How can I use PCA properly?
I'd like to implement the character recognition. The implementation of LBP pattern and spatial histogram is fine for me, but I face some problems when doing the PCA process.
I've looked for the internet resources, but cannot solve my difficulty. As for my code, the size of spatial_histogram is 116384 (rowcol) . But after the projection, the size of projection_result is only 1*1. My purpose is to reduce the dimension of the obtained spatial histogram into smaller size, so that I can then port the result with smaller size into SVM for training. How can I make it turn the size of feature vector of my spatial histogram into 200?

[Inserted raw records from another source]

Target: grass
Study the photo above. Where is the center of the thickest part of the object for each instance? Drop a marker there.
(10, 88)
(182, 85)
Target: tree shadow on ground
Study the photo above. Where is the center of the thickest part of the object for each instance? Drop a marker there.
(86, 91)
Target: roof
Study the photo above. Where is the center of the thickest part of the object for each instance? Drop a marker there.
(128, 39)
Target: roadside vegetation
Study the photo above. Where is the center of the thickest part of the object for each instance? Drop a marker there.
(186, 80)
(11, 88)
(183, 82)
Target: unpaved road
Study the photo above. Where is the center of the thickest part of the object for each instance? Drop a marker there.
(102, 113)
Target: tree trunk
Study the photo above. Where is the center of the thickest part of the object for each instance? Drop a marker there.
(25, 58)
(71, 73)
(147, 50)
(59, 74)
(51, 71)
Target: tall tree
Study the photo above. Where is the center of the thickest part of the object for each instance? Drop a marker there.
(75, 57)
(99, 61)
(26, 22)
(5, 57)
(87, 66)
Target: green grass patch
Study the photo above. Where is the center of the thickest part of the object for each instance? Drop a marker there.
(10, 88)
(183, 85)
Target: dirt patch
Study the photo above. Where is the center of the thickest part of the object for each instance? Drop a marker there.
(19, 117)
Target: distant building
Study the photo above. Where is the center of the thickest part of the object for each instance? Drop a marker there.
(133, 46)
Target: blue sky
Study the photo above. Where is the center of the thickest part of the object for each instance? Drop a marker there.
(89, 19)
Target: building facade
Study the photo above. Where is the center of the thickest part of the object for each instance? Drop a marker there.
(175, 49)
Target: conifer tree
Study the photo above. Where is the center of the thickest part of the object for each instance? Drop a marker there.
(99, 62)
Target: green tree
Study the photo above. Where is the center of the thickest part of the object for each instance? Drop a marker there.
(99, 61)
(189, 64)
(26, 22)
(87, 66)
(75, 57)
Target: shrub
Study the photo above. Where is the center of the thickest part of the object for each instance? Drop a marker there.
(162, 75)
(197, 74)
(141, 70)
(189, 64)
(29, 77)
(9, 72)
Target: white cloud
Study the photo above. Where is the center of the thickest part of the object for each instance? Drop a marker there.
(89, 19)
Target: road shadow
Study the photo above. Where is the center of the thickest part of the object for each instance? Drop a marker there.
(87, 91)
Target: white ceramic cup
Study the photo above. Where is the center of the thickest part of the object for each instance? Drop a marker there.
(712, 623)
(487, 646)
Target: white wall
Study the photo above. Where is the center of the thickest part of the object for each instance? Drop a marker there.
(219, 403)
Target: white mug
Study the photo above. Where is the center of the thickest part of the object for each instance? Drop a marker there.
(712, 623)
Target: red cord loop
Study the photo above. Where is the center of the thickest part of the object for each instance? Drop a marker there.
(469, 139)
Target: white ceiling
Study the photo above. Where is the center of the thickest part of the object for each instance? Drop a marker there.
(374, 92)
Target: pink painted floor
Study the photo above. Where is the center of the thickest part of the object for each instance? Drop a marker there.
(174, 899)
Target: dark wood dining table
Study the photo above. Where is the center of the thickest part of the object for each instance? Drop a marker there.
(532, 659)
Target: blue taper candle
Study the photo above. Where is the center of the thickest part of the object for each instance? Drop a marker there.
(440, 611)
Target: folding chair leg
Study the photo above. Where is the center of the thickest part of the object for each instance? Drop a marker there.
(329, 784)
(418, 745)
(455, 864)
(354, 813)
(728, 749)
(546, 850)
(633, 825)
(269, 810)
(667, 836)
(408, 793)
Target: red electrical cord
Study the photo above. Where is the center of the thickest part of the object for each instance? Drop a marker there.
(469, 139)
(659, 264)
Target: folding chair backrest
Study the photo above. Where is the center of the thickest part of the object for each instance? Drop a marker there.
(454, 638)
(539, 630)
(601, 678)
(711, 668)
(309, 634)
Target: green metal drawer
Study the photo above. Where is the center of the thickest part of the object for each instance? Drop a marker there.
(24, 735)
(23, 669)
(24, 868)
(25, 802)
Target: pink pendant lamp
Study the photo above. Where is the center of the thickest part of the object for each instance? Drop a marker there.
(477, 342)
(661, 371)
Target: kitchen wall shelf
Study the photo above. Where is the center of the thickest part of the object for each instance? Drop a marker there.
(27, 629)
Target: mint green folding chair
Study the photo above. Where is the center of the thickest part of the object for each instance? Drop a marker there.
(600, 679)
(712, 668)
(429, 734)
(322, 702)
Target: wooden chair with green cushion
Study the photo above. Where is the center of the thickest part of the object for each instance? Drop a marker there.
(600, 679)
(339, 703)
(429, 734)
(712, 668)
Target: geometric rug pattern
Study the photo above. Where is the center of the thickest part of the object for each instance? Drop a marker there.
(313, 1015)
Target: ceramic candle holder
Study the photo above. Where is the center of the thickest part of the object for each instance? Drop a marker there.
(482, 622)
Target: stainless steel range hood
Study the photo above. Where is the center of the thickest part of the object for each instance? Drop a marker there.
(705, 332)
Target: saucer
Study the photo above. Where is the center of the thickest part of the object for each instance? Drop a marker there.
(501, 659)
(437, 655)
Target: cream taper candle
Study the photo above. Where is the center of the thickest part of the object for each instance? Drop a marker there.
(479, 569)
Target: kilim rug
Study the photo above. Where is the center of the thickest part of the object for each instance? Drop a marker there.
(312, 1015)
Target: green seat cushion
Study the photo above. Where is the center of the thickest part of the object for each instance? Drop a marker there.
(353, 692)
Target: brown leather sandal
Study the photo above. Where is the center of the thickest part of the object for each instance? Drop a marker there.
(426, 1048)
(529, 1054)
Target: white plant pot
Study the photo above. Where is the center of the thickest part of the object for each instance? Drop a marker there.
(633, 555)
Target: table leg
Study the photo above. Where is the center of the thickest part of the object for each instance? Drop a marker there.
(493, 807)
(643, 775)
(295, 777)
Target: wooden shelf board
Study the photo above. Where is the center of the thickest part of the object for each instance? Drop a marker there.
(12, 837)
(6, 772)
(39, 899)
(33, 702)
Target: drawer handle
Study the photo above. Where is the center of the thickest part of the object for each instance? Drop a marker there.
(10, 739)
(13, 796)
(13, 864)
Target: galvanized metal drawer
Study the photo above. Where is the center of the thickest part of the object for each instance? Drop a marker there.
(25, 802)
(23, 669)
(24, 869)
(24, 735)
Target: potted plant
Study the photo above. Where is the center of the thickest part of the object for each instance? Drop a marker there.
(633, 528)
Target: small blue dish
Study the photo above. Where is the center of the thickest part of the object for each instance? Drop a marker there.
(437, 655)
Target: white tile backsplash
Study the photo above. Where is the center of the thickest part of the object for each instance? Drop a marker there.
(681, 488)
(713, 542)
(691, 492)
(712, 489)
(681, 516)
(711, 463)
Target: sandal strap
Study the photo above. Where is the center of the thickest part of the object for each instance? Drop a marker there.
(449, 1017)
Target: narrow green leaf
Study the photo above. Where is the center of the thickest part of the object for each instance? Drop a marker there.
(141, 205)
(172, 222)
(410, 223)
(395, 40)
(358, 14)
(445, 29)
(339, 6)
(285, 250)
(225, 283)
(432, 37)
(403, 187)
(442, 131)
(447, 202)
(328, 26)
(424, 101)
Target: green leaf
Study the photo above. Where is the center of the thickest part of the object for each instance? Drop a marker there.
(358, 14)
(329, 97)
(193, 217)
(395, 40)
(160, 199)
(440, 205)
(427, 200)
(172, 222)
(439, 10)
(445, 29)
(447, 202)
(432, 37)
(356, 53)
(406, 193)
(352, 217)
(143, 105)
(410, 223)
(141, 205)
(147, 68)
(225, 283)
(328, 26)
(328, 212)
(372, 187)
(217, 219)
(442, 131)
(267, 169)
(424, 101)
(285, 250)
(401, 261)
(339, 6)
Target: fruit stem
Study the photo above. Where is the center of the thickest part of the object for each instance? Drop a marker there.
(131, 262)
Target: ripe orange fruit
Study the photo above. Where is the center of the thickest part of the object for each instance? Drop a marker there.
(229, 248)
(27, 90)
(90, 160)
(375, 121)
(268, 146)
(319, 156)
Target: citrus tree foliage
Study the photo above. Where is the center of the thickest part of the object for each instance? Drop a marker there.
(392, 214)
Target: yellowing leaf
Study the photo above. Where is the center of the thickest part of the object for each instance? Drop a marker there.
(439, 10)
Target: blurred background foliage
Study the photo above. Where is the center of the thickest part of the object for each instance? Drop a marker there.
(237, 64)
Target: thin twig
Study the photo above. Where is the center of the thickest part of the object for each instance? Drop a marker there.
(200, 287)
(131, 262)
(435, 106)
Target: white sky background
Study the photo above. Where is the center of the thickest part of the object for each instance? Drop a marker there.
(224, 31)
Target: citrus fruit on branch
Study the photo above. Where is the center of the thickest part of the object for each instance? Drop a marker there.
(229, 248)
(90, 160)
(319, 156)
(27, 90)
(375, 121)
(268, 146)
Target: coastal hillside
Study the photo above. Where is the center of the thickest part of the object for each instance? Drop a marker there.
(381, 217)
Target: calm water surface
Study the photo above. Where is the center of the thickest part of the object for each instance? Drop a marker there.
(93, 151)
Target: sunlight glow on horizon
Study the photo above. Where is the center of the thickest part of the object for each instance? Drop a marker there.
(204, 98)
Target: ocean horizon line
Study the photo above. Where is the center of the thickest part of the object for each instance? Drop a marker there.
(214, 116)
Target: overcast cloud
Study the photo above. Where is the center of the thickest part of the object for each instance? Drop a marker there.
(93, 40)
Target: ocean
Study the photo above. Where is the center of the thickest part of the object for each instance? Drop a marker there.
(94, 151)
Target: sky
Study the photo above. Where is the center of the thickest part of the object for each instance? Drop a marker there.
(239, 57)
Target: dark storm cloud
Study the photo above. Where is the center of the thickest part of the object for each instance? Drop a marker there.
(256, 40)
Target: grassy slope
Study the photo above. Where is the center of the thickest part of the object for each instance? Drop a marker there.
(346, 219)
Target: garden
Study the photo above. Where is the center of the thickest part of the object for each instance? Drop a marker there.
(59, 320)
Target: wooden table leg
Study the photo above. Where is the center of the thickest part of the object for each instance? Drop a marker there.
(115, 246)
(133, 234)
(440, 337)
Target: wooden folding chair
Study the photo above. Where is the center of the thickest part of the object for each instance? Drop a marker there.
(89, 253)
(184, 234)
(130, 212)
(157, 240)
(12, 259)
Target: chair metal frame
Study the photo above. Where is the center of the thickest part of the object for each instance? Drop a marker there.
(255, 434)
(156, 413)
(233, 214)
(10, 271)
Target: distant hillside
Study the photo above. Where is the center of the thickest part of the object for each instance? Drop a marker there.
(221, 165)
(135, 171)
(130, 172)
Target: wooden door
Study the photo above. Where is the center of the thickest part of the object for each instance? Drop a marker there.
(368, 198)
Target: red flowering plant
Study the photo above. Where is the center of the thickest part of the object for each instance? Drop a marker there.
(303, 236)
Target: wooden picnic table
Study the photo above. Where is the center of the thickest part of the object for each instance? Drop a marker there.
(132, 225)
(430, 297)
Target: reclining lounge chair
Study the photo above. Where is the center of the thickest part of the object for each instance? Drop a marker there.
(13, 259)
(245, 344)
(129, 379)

Besides, I have seen a lot about PCA's function like "project", "backproject", but I'm quite confused about that.
Here's my piece of code:
Mat inImg = imread(filename,0);
Mat lbp_image(inImg.rows-2, inImg.rows-2, CV_8UC1, Scalar(0));
int radius = 1;
int neighbors = 8;
int grid_x = 8, grid_y = 8;
olbp(inImg, lbp_image);
Mat histMat = spatial_histogram(
lbp_image,
static_cast<int>(std::pow(2.0, static_cast<double>(neighbors))),
grid_x,
grid_y,
true);
histograms.push_back(histMat);
PCA pca(histMat,Mat(),CV_PCA_DATA_AS_ROW, 200); // histMat <- 1*16384
pca.project(histMat,projection_result);
you can't make a PCA from a single histogram. you have to stack all your histograms in training to a N(histograms) x M(features) Mat to make the pca.
then, for prediction later, you project a single histogram using that pca (to a short, 200 elem fature vector)
Thanks for your answering @berak. But I don't quite get your meaning. I think your meaning is that the spatial_histogram function generates a single histogram for a single type of character like 'A', and then do (let say) 30 more samples of character A. Then, 30 * 16384 histogram mat is generated, where each row represents a character sample. After that, put that Mat to a PCA to project. But what I want is to use PCA to reduce the dimension of histogram vector from 1 * 16384 to 1 * 200 or more, and then generate a 30 * 200 Mat to form a training data for SVM to train. Is my idea right?
you need much more data to make it work (like a few 1000).
to retain 200 eigenvectors in a pca, you need more than 200 rows of data.
I think I understand what I can do now. I appreciate your help!